Remote work exposes organisations to risks that affect both the traveller and business. Ask yourself questions such as:
- Are you aware of labour laws in the country your employees are working in?
- Do you know the tax obligations on both the employer and employee?
- Do you have the right insurance policies in place?
- Do your travellers have the right to work in the country they’re in; do they need a visa?
- Have you checked VAT regulations?
- Does your travel policy reflect your company’s approach to WFH, remote or hybrid working?
- Do you have the ability to update travellers with urgent alerts, and know how to contact them in an emergency?
Cybercrime is another risk plaguing unsuspecting travellers and their employers. IBM’s Cost of a Data Breach Report 2022 found 83% of organisations studied had more than one data breach, and where remote working was involved, costs were an average of nearly US$1 million greater in breaches compared to where remote working wasn’t a factor.
This is partly because travellers are tired and distracted when on the road, making them vulnerable to cyber-attacks and phishing scams. Also, those public Wi-Fi spots in hotels, airports, cafes and restaurants aren’t often secure, and can read and store critical data. Even hotel business centres and hard-cable internet access in hotel rooms can’t always be trusted.
Work with your security and IT teams to ensure travellers are trained and up to date with the latest guidance. Are they taking the proper precautions, and are they aware of their role and responsibility to protecting company data?
With the shifts we’ve seen in the last few years, there’s an increasingly blurred boundary between work and home life.

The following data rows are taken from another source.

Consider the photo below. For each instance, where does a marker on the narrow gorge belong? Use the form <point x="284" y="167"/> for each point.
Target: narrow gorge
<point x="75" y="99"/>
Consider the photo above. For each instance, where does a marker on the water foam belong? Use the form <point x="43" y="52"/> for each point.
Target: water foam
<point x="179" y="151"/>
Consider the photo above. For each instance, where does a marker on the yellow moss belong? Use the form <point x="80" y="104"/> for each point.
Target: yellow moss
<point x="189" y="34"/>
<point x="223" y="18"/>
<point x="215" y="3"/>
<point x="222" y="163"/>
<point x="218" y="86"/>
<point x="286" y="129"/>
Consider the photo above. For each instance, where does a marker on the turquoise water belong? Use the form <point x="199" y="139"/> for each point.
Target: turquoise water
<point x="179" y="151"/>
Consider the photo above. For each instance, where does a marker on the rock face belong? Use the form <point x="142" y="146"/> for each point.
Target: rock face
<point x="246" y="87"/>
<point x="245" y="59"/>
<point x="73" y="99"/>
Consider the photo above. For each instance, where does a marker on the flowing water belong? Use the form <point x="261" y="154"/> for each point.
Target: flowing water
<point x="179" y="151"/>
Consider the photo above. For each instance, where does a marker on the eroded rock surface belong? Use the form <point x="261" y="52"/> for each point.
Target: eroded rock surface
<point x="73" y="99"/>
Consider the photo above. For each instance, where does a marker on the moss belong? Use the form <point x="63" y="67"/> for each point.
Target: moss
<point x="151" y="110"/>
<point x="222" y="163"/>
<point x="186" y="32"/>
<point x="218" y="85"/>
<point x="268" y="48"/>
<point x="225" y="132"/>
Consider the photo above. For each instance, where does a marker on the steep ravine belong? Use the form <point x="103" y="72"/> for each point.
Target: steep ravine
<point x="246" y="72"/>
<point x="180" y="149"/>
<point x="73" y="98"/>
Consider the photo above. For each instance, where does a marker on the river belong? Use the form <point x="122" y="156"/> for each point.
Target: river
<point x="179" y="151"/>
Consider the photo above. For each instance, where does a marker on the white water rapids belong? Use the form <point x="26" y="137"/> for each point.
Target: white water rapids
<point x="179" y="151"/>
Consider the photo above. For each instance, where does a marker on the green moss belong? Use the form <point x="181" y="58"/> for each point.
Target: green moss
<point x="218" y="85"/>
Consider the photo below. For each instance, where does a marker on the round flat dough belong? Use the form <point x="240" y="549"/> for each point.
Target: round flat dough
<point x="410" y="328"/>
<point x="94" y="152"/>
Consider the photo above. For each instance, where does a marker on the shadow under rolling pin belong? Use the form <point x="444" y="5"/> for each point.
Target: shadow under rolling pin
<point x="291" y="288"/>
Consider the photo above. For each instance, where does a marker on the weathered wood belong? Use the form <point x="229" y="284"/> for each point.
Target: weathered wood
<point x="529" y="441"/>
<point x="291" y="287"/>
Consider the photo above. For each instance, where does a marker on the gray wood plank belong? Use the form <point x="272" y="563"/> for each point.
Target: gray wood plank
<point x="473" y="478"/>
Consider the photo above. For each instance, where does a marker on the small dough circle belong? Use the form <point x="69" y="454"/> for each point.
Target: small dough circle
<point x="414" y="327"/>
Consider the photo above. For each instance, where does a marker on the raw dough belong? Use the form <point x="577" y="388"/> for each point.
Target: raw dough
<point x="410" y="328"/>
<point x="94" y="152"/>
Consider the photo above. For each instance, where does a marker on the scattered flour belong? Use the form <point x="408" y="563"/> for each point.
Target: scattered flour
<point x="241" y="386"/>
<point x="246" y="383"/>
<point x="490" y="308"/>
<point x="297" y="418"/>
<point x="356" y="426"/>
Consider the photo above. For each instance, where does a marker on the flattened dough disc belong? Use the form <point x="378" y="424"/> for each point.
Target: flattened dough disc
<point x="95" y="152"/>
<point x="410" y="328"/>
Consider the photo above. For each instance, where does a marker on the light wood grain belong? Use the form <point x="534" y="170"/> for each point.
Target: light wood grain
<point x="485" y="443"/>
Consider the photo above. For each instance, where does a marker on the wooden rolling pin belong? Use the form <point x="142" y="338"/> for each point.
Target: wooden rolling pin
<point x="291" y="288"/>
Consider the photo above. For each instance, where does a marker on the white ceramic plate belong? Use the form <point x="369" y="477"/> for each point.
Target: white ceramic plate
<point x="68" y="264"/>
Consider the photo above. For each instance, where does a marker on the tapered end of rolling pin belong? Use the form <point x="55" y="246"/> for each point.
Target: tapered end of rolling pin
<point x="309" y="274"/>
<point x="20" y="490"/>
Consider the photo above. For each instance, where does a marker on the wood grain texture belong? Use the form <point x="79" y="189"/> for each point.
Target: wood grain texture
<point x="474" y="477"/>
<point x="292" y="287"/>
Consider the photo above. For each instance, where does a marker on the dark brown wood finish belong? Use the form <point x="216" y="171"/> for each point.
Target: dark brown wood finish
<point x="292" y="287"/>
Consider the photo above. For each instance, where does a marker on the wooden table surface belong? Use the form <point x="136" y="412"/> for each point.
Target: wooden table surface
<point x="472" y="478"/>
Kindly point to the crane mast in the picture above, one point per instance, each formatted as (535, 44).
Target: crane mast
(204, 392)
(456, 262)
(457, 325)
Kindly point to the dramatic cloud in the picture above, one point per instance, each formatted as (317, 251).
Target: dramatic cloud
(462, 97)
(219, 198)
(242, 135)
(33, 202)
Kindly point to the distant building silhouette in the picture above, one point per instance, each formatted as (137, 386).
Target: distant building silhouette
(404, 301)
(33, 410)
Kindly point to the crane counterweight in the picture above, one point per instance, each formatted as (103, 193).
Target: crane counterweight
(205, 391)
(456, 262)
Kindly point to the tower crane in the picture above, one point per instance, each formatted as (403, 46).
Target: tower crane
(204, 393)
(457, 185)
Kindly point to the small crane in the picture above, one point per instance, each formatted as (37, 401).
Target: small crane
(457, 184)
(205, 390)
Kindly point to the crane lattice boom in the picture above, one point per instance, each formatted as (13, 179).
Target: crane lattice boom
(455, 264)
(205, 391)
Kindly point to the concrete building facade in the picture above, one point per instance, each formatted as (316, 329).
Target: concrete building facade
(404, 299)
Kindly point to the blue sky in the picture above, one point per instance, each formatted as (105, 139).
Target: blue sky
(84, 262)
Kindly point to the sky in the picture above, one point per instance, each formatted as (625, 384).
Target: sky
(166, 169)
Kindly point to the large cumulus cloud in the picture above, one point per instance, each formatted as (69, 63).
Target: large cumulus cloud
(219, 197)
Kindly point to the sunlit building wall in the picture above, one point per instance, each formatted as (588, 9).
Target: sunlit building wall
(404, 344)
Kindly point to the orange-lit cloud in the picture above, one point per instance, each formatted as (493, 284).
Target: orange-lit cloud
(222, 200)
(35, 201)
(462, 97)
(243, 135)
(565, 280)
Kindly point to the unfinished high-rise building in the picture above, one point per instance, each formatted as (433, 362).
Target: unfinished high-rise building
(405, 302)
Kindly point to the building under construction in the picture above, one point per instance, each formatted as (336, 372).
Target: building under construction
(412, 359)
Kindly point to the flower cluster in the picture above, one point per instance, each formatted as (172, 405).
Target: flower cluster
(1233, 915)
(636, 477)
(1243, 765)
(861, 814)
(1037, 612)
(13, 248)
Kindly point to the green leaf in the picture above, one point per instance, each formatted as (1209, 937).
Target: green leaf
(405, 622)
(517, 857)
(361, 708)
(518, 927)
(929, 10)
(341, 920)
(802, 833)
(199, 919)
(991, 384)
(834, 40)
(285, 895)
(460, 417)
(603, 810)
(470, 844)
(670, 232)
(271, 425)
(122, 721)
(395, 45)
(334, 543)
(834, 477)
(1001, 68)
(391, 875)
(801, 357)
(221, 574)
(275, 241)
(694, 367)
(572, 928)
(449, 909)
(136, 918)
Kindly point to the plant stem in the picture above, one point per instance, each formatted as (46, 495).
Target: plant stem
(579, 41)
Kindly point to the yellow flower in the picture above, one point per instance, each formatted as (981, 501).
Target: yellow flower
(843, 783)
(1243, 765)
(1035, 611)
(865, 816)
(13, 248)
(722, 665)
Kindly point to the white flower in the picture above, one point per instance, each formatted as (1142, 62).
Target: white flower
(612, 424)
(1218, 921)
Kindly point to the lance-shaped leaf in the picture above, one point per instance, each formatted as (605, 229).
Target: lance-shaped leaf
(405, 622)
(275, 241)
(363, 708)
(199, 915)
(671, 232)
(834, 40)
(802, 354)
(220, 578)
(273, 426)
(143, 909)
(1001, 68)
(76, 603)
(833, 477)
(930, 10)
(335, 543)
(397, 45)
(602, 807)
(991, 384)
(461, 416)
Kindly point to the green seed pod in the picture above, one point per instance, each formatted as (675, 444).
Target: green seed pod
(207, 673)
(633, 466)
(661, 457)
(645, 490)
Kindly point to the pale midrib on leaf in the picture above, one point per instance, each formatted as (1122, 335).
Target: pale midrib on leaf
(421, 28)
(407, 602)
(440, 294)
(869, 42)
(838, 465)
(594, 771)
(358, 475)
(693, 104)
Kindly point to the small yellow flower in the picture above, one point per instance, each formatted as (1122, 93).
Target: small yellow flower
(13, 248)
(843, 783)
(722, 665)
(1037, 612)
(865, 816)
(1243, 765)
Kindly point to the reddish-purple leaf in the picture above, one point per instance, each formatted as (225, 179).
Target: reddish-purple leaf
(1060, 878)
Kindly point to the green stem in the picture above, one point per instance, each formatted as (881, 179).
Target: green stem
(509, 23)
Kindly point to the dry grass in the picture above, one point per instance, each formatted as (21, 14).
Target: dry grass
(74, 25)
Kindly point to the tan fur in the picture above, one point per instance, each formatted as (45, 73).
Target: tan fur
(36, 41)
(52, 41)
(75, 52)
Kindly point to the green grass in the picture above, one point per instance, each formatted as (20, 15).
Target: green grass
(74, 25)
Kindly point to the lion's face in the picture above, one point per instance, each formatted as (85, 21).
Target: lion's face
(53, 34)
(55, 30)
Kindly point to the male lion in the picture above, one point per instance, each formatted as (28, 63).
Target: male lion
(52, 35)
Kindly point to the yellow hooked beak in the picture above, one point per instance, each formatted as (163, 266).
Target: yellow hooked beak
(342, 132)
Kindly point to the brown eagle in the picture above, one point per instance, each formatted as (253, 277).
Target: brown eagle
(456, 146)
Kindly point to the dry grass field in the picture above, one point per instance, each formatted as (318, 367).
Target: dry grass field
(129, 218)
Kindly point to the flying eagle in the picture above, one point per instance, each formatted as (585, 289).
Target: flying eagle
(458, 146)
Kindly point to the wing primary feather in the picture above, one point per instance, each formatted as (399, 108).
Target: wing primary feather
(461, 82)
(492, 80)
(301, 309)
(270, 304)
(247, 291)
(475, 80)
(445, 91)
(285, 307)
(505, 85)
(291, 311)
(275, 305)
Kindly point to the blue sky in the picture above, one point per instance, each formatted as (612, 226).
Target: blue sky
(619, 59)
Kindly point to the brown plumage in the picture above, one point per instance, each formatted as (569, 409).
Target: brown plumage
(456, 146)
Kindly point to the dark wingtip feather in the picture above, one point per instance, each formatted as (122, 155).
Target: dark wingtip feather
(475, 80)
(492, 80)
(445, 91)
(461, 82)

“Work-from-home employees often find it difficult to switch off,” says DeMaris. “After all, you’re just steps from your desk at any given time. Similarly, in our ‘always on’ world, travellers expect to be connected while on the road – meaning work-life balance can take a back seat.”
Frequent fliers also face unique challenges that other employees do not, including feeling isolated from their homes and family, and missing their regular routine. Changing time zones plays havoc with sleep patterns, while jet lag can sometimes take up to a week (or more) to shake off. All of this impacts employee productivity, health and morale.
For DeMaris, companies need to adopt a proactive approach. Look closely at your company culture, travel policy and data to keep travellers happy. For example:
- Do you allow long-haul passengers to book premium economy or business class fares?
- Do you monitor the number of trips employees take to ensure that the load is evenly spread?
- Or do you ease the burden by prioritising direct flights, convenient flight times, upgrades and lounge access for frequent fliers? And, importantly, are you able to track your travellers should things go wrong?
- How do you treat bleisure travel – and who is responsible for your traveller’s health and wellbeing (incl. insurance and related costs) on the ‘leisure’ leg of their trip?
When designing a safety and risk policy for your company, it’s important to consider all possible travel risks: big, small, current and emerging. Work closely with your TMC to identify any gaps – keeping in mind that there are many risks beyond illness or bodily harm. They’ll be able to help you design the best policy to meet your needs, ethos and company culture.